Secondo l’economista, “con tutti i fattori trainanti destinati a rimanere sostanzialmente invariati, prevediamo che l’inflazione in Italia continuerà a muoversi all’interno di una fascia ristretta inferiore al 2% nel quarto trimestre e confermiamo la nostra previsione di un’inflazione media dell’1,7% per il 2025“.
Ma quali sono i fattori dietro questa stabilità? Secondo Pizzoli, la stabilità dell’inflazione sembra essere il risultato di un’economia stagnante, di un euro relativamente forte e della decisione dell’UE di non imporre dazi di ritorsione agli Stati Uniti.
Tutti fattori che “sembrano destinati a rimanere in vigore, almeno nel breve termine” dato che non si vede un’imminente accelerazione sostanziale dell’attività economica.
A sua volta, secondo Pizzoli, data la situazione incerta, sembra improbabile un’imminente accelerazione dei consumi privati che induca un’inflazione da eccesso di domanda.
“Anche le intenzioni di prezzo emerse dalle indagini sulle imprese segnalano un approccio prudente in materia di prezzi nei prossimi mesi, senza deviazioni rilevanti dalle attuali politiche in nessuna direzione“.
Inflazione UE al 2,2% a settembre: niente tagli ai tassi di interesse?
Sul fronte europeo, i dati di settembre hanno confermato le attese di mercato: l’inflazione sale al 2,2% dal 2% di agosto, e principalmente a causa del minore calo dei prezzi dell’energia (-0,4% rispetto al -2% di agosto).
Un dato che lascia intuire una possibile sospensione di ulteriori rialzi dei tassi da parte della BCE. Gli operatori di mercato non prevedono infatti tagli entro quest’anno e stimano al 35% la probabilità di un intervento sul tasso l’anno prossimo.

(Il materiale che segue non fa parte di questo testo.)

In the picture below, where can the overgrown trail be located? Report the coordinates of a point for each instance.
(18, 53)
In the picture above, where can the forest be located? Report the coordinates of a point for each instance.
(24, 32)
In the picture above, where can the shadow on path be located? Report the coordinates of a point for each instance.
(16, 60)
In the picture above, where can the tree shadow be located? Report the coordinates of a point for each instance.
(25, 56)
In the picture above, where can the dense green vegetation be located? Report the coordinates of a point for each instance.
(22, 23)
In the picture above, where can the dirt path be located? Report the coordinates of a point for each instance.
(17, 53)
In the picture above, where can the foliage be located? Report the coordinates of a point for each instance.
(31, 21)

Tuttavia, secondo Capital Economics, la BCE potrebbe ancora ridurre i tassi, considerando che “l’inflazione scenderà all’1,5% entro dicembre e rimarrà al di sotto del target l’anno prossimo”.

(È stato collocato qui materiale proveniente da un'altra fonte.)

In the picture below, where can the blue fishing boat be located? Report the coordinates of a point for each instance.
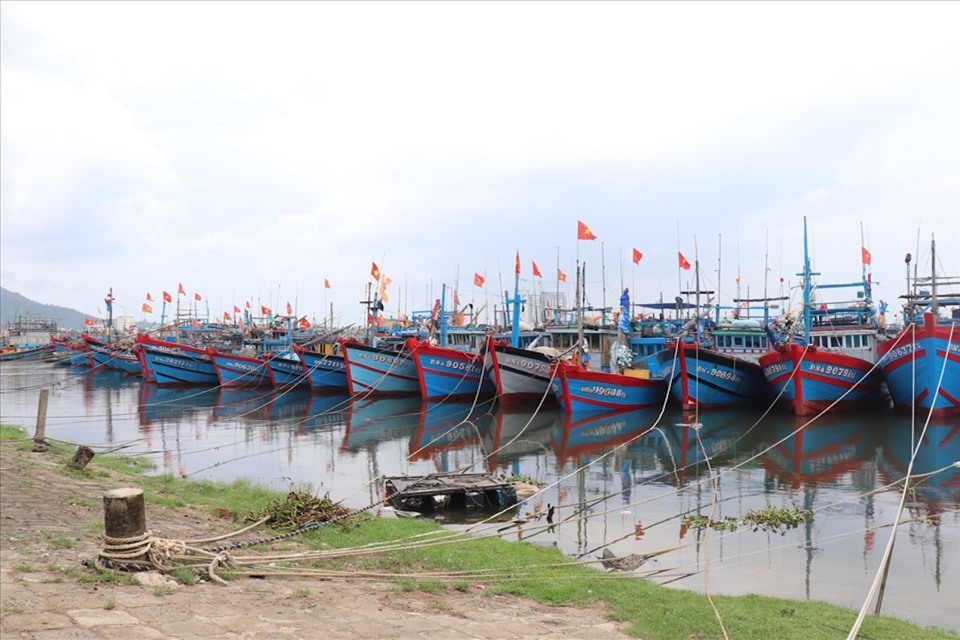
(175, 363)
(286, 370)
(580, 389)
(725, 375)
(379, 370)
(921, 363)
(112, 356)
(325, 369)
(240, 369)
(833, 367)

A prescindere dalle previsioni, la presidente della BCE, Christine Lagarde, intervenuta ieri a Helsinki, ha sottolineato che i rischi sull’inflazione nell’Eurozona restano “piuttosto contenuti”, sia al ribasso sia al rialzo.
Lagarde ha mostrato prudenza riguardo a eventuali tagli, ribadendo che la BCE “non si può impegnare a un percorso predeterminato sui tassi”. Ogni opzione resta aperta, soprattutto in un contesto di elevata incertezza.
Per quanto riguarda le valutazioni interne, la BCE ha analizzato i rischi di inflazione considerando scenari alternativi, come l’ingresso sul mercato di prodotti cinesi a basso costo o un maggiore impatto dei colli di bottiglia nella produzione.
In ogni caso, secondo le stime, il carovita si muoverebbe poco nel medio termine, con variazioni comprese tra lo 0,1% e lo 0,2%, rimanendo dunque stabile.
Stabilità per l’inflazione e per i possessori di certificate
In questo scenario di inflazione stabile e crescita moderata dei prezzi, i possessori di certificate potrebbero beneficiare di rendimenti più prevedibili e di un rischio ridotto di sorprese sui valori di riferimento.
Tra l’altro, la mancanza di shock economici improvvisi e la prudenza della BCE nella gestione dei tassi contribuiscono a un scenario più stabile per gli strumenti legati all’inflazione, riducendo i rischi di variazioni improvvise nei guadagni o nelle perdite.
In altre parole, la combinazione di tassi controllati e inflazione contenuta offre un orizzonte più prevedibile per chi detiene certificate, favorendo una gestione più sicura dei portafogli.